On Tue, 13 Nov 2007 16:20:56 -0000, bulia byak <buliabyak@...400...> wrote:
On Nov 13, 2007 12:13 PM, Maximilian Albert <Anhalter42@...173...> wrote:
For example, consider an empty document in which you create some objects. Then you select all of them and press 'delete'. This effectively brings the document into the original clean state, but the undo history is non-empty. That's why you are asked for confirmation when you want to exit, although there is nothing to save. I was wondering if there is a way to detect such situations, for example by using MD5 hashes as suggested by Thomas Worthington.
Well, that is possible - we even have an RFE for that I think - but it would be a very superficial nicety, costing a lot more trouble in implementing than it would bring benefits. Besides it would be fundamentally unreliable, because there are many aspects of XML that can be changed without actually changing the document, such as the order of attributes.
Is that really an issue? The bottom line is: "what is the functionality?". To me it is making sure that documents which have changed are prompted for saving, with not prompting for unchanged documents a secondary consideration (but a real consideration nonetheless). I would guess that opening a document, and having the attributes (or anything else) change *without any input from the user* would be relatively rare and restricted to when documents are imported from other apps or older versions of Inkscape, so I'd not be bothered (as a user) if I was prompted to save such docs even if I'd not done anything. Even this would probably be avoided most of the time if the initial hash was run after the tree was built and tidied up so only changes after that qualify as savable.

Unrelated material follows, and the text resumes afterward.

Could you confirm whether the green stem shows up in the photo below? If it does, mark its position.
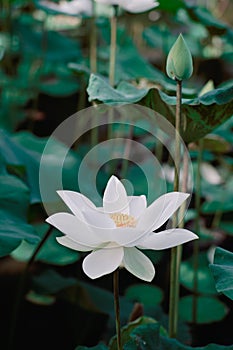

Having a hash system would surely *reduce* complexity by making the test for savability at a single point - when closing the document. No other module or programmer need ever worry about marking the document as dirty or subtleties of how undo works; the acid test is "has the tree changed?" and that can be definitively tested at a single point with no chance of a false negative (well, alright, 1 in 2**128 - much less than the chance of a programming error!). It seems to me, at first glance anyway, to be a better way to go about it than having a special flag which each new editing function must remember to poke.